Complexions Contemporary Ballet returns to Chicago for the first time in 18 years with “Stardust: From Bach to Bowie” at the Auditorium Theater on February 3.
The first half features five works of repertoire by Founding Co-artistic Director and Principal Choreographer, Dwight Rhoden, and Assistant Choreographer and Co-Founder, Desmond Richardson. The performance features recorded soundtracks from or inspired by the Baroque, Classical and Romantic eras of Western music, with lighting design by Michael Korsch and Costume design by Christine Darch and DRSquared.
“Hissy Fit” (2006) is a perfect example of the Rhoden/Complexions style, breaking the ostensible rules of ballet at the right times. The full company, in nude-color leotards and shorts, appears as humans without ostentation. Limbs go rigid when you least expect them and become rubbery without warning. A duet at the outset resembles Adam and Eve, blank slates discovering the world anew. Korsch’s use of bright spotlights in the background both dazzle the audience and give the dancers a black, inky outline.

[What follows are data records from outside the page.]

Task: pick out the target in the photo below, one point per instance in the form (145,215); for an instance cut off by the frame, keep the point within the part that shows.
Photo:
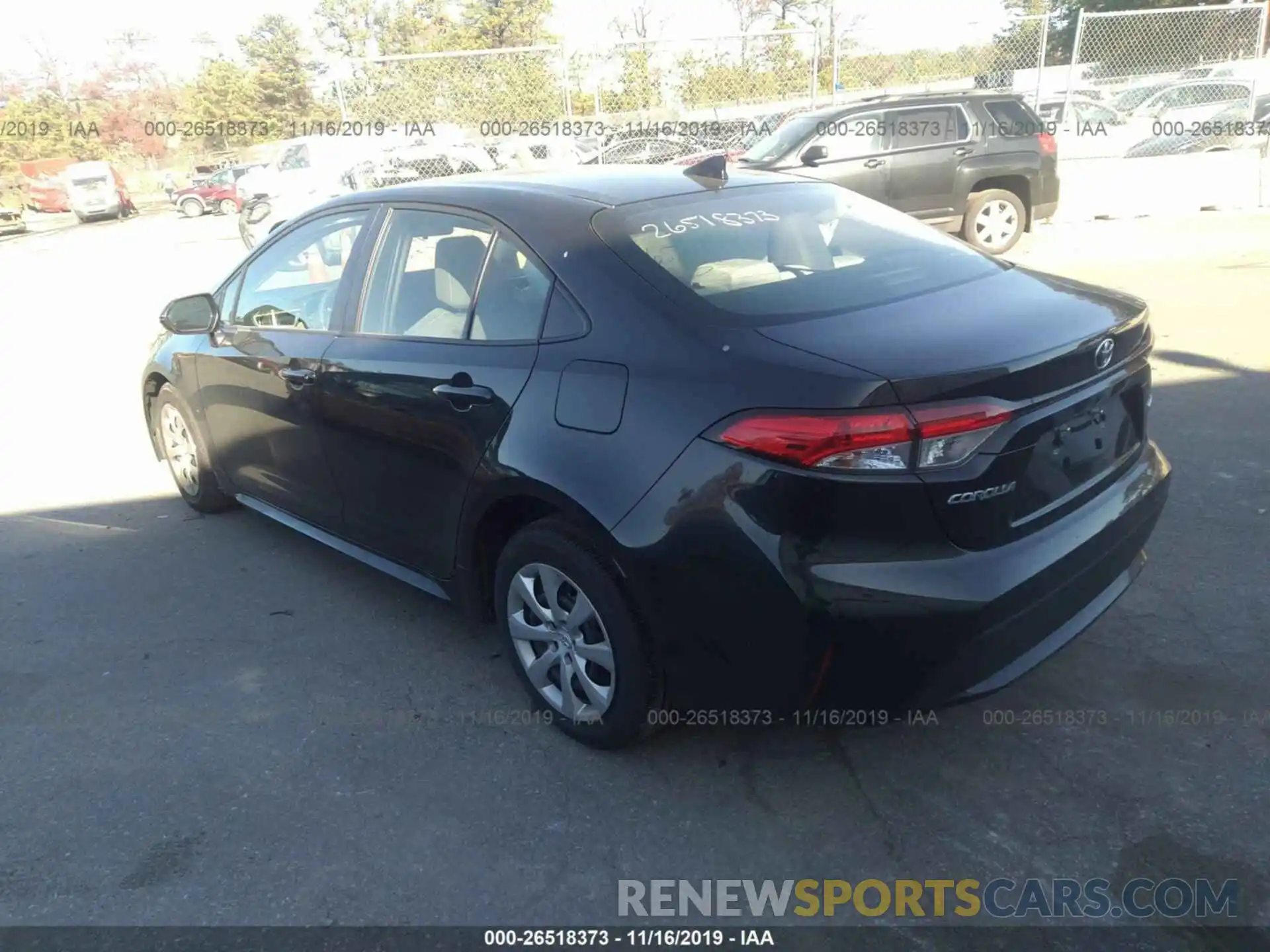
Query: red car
(218,194)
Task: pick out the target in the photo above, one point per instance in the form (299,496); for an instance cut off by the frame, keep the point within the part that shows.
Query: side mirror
(813,155)
(196,314)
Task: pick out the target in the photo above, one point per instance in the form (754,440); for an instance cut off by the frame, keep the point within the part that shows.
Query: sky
(79,40)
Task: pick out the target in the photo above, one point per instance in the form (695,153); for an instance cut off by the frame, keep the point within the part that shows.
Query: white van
(93,190)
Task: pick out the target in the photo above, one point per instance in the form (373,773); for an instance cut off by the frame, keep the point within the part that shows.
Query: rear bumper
(747,619)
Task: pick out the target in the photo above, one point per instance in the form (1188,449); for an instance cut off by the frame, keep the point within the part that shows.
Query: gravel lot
(218,721)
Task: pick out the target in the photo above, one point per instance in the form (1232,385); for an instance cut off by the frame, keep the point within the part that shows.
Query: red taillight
(828,442)
(933,437)
(951,434)
(960,418)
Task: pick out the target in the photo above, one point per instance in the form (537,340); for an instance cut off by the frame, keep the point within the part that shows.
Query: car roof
(904,98)
(593,184)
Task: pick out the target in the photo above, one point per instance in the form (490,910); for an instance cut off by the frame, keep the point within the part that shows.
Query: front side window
(785,139)
(780,253)
(448,277)
(292,284)
(854,136)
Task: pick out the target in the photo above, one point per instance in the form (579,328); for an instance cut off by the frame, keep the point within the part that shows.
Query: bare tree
(749,12)
(50,70)
(639,22)
(786,8)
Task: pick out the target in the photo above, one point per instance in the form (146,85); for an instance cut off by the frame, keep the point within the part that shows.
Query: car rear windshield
(769,254)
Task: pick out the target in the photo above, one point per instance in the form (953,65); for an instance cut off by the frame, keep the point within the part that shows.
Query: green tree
(225,92)
(284,70)
(499,23)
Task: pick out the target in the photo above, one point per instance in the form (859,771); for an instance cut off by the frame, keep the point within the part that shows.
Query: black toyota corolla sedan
(740,447)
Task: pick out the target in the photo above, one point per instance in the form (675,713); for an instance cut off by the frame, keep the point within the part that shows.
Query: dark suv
(980,164)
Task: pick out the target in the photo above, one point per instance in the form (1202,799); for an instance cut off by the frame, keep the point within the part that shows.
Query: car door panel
(259,375)
(926,147)
(400,448)
(417,393)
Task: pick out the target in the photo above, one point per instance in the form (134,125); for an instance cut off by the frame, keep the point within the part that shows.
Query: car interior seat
(459,260)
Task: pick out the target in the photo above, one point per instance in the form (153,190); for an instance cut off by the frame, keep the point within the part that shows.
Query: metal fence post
(1071,67)
(816,63)
(564,80)
(1040,55)
(836,50)
(339,97)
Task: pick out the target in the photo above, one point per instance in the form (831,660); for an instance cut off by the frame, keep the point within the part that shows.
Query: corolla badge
(982,494)
(1103,353)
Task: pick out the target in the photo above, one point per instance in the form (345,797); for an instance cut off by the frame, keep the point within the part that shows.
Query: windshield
(1133,98)
(789,136)
(771,254)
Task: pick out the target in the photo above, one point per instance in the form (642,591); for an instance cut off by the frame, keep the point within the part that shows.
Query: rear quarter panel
(683,377)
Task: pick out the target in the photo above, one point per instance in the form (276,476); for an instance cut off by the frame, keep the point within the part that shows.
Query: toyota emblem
(1103,353)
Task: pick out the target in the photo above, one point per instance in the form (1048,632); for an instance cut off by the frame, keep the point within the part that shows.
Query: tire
(986,216)
(196,481)
(633,682)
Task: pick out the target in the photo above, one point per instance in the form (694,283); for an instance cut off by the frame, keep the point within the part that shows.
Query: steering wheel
(799,270)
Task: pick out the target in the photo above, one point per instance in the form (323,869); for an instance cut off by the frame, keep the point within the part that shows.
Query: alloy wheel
(996,223)
(178,446)
(562,643)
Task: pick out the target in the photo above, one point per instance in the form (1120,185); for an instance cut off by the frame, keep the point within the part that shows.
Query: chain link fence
(1174,81)
(1128,84)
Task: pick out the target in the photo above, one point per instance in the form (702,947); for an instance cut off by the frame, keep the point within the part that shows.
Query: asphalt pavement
(214,720)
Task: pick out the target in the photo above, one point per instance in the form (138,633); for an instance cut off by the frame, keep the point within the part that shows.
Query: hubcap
(179,448)
(996,223)
(562,643)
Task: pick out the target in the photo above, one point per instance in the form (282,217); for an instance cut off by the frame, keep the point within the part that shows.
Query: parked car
(535,153)
(12,206)
(218,193)
(746,444)
(97,190)
(1129,99)
(755,131)
(1193,100)
(978,164)
(1079,111)
(1238,127)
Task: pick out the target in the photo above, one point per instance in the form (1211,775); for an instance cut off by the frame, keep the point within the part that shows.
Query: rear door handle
(462,397)
(298,376)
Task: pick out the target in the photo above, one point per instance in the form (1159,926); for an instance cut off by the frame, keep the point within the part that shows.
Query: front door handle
(464,397)
(298,376)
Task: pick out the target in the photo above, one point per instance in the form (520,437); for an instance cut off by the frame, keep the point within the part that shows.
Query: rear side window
(779,253)
(1011,118)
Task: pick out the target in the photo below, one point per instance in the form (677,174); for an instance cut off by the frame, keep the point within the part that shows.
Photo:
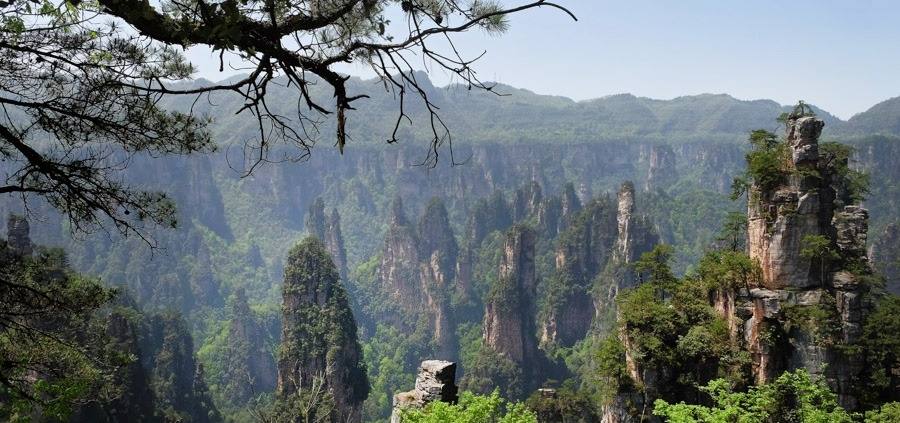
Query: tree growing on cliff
(818,248)
(793,397)
(53,354)
(318,337)
(82,83)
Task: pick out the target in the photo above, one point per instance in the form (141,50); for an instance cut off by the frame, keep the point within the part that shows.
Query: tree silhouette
(81,82)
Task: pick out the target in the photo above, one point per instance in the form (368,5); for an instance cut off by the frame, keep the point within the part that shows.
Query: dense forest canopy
(699,259)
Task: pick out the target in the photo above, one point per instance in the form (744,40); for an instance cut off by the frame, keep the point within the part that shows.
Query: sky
(843,56)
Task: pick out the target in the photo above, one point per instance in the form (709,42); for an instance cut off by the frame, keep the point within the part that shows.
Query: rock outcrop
(662,167)
(797,277)
(17,235)
(436,381)
(418,274)
(582,252)
(885,256)
(508,315)
(438,253)
(635,235)
(249,367)
(319,338)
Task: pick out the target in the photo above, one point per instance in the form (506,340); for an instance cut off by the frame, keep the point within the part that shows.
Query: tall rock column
(783,217)
(17,235)
(635,235)
(509,312)
(327,227)
(438,255)
(319,333)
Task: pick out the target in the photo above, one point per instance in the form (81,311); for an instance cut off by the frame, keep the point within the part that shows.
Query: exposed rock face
(319,333)
(583,251)
(250,368)
(418,268)
(334,242)
(328,229)
(17,235)
(635,235)
(779,221)
(438,257)
(527,201)
(488,215)
(885,256)
(135,403)
(662,167)
(178,382)
(400,259)
(508,317)
(436,381)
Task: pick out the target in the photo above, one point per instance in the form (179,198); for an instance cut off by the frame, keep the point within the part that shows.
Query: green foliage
(318,324)
(793,397)
(888,413)
(672,328)
(819,248)
(54,348)
(472,408)
(611,372)
(881,347)
(392,359)
(853,184)
(489,371)
(734,231)
(729,270)
(566,405)
(766,161)
(653,266)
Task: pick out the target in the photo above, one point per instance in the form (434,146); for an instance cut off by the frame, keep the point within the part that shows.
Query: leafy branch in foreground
(81,84)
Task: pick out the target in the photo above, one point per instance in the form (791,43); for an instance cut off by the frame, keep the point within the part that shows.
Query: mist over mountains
(511,115)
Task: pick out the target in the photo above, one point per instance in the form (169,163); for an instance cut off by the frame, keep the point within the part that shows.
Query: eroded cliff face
(250,366)
(799,278)
(662,171)
(435,381)
(418,274)
(508,315)
(327,227)
(319,337)
(885,256)
(583,251)
(635,235)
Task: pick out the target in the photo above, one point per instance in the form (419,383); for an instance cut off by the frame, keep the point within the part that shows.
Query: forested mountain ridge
(518,116)
(234,233)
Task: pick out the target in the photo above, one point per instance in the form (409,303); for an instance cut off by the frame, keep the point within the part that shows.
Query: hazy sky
(843,56)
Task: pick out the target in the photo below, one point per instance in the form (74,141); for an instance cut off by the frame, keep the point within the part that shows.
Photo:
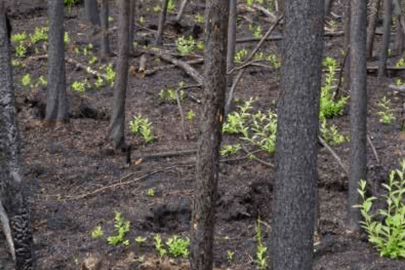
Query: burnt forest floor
(67,166)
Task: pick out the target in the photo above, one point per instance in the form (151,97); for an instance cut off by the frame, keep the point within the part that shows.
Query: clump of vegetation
(185,45)
(142,126)
(385,112)
(386,228)
(256,128)
(228,149)
(330,107)
(261,258)
(331,134)
(178,246)
(121,227)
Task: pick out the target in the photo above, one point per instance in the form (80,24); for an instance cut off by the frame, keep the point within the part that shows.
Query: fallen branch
(334,154)
(6,229)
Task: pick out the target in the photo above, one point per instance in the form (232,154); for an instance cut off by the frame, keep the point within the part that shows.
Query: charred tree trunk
(56,101)
(207,165)
(382,65)
(162,20)
(295,201)
(375,7)
(346,43)
(358,109)
(12,185)
(105,40)
(91,11)
(231,39)
(120,85)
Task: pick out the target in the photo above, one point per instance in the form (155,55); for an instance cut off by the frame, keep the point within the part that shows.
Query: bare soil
(77,182)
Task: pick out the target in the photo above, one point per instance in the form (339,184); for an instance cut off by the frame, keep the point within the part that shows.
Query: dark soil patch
(63,164)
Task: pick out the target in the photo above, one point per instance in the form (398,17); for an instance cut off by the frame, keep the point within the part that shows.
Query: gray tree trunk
(12,185)
(382,64)
(358,108)
(162,20)
(207,165)
(105,40)
(346,43)
(231,38)
(295,202)
(120,85)
(56,101)
(91,11)
(375,7)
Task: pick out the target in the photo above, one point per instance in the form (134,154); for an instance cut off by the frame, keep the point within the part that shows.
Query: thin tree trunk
(120,85)
(346,43)
(399,37)
(295,202)
(231,38)
(12,184)
(181,10)
(375,7)
(56,102)
(382,65)
(162,20)
(358,109)
(105,40)
(91,11)
(207,165)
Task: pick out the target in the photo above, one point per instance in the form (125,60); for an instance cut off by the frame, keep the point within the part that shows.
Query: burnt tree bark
(358,108)
(56,100)
(12,185)
(382,64)
(375,7)
(120,85)
(91,12)
(346,44)
(105,40)
(231,39)
(295,200)
(162,20)
(207,165)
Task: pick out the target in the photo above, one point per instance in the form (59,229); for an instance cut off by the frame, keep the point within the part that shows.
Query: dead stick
(373,148)
(334,155)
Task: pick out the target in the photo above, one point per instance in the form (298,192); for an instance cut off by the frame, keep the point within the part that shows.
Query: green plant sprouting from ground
(386,228)
(178,246)
(159,246)
(385,112)
(258,129)
(240,56)
(121,227)
(142,126)
(97,232)
(169,95)
(330,107)
(330,133)
(228,149)
(261,259)
(185,45)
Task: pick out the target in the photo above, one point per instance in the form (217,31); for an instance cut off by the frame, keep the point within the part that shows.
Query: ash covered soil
(77,183)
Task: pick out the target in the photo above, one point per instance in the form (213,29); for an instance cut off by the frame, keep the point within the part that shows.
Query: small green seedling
(140,240)
(159,246)
(386,113)
(121,227)
(150,192)
(178,246)
(97,232)
(190,115)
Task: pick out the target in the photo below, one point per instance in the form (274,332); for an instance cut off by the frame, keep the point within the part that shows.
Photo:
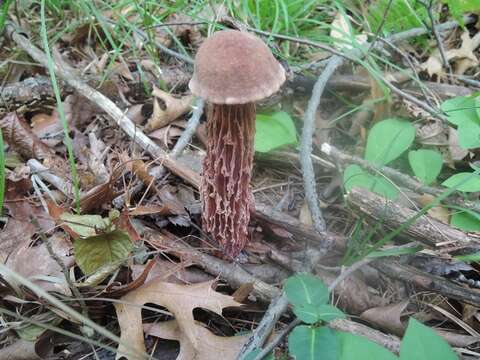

“Choke” (2006) features dancers Christian Burse and Marissa Mattingly in a pas de deux with folk dance elements set to the “Summer” movement of Vivaldi’s “Four Seasons.” Dressed in green, Burse and Mattingly wind and intertwine their arms in the air like vines growing in fast motion. They elongate accents at the end of musical phrases at the end of musical phrases by grabbing their feet and tracing arcs overhead. They are playful and lithe in a spiritually uplifting work.
A second pas de deux, “Endgame/Love One” (2022), is more traditional. Dancing to Bach’s “Kyriena,” Chloe Duryea moves like a person possessed. Miguel Solano is the strong force trying to rein her in. During a series of furious spins, Solano pauses Duryea several times, freezing her momentarily in oblong-shaped poses. Several times Solano drags Duryea across the floor on her toes, like skating across ice, eliciting audible gasps and hoots from the audience.
In “Elegy” (2020), Dancer Jillian Davis performs solo to the adagio sostenuto of Beethoven’s “Moonlight Sonata.” The somber “one-two-three” ostinato and powerful downbeat accents pull Davis in opposing emotional and physical directions. Pique turns alternate from delicate, with toes pointed at the knee, to violent, with the leg extended and thrown like a bludgeon. As the ostinato creeps towards a crescendo, so too does Davis creep close to the floor with finger pointing forward and hand covering mouth as if telling a secret. Dedicated to Rhoden and Richardson’s own mothers, “Elegy” encapsulates the experience of creating life only to have to let it go.
“Snatched Back From The Edges” (2021) brings the full company back to the stage to conclude the first half of the program. The dancers’ feet punctuate Tye Tribbett’s music with the tsch-tsch-tsch in the rhythm. Dancers rise to their toes with arms outstretched, perfectly coinciding with the heavy drop of the beat. Rhoden’s contemporary balletic choreography merges surprisingly well with the trap beaT. Other progressive ballet companies should take note.
The second half of the show features the titular “Stardust” (2016), a work in nine parts set to a career-spanning compilation of some of David Bowie’s most famous hits. The format is the same for each piece, with different soloists embodying some of the late pop icon’s personas, lip synching the lyrics while prancing across the stage with dancers behind them providing texture.
As Bowie sings “Ch-ch-ch-ch-chan-ges,” dancers dressed in blue and plum leotards cheekily slap their thighs and walk on pointe like runway models. The ominous drum beat from “Space Oddity” shows dancers ready for liftoff, walking confidently and defiantly spreading their arms with chests puffed out—“Can you hear me Major Tom?” During “Modern Love,” the stage explodes into a full-on party, with dancers bouncing while doing the “pony,” moving knees back and forth in a “twist” and engaging in amicable dance combat (ballet-fu?). All the while the rotating cast of soloists, faces painted with a sparkling lightning bolt à la Ziggy Stardust, weaves in an out of the ensemble, peppering in short dance breaks while mouthing the verse.
“Stardust” is high on energy but low in the diversity of themes it presents. The music video/pop music concert aesthetic of singer in front of backup dancers wears thin despite the enthusiastic performances by the soloists. The constant lip synching comes off as gauche. Many of the dance moves—toe sliding, thigh slapping, grabbing a foot and tracing a line overhead, arms spread wide and chest out—are presented in the first half of the show, giving some sections of Stardust a copy/paste feel.
“Stardust” succeeds in recreating the rock concert experience. Despite my grumblings, the lip synching is done well. The dancing by the ensemble is fast, frenetic and full of abounding joy. What it lacks in depth, it makes up for in sheer entertainment.
“Stardust: From Bach to Bowie” is an overall balanced show, half contemplative and half fearlessly fun. Complexions Contemporary Ballet provided Chicago audiences with a unique experience—let’s hope they return soon!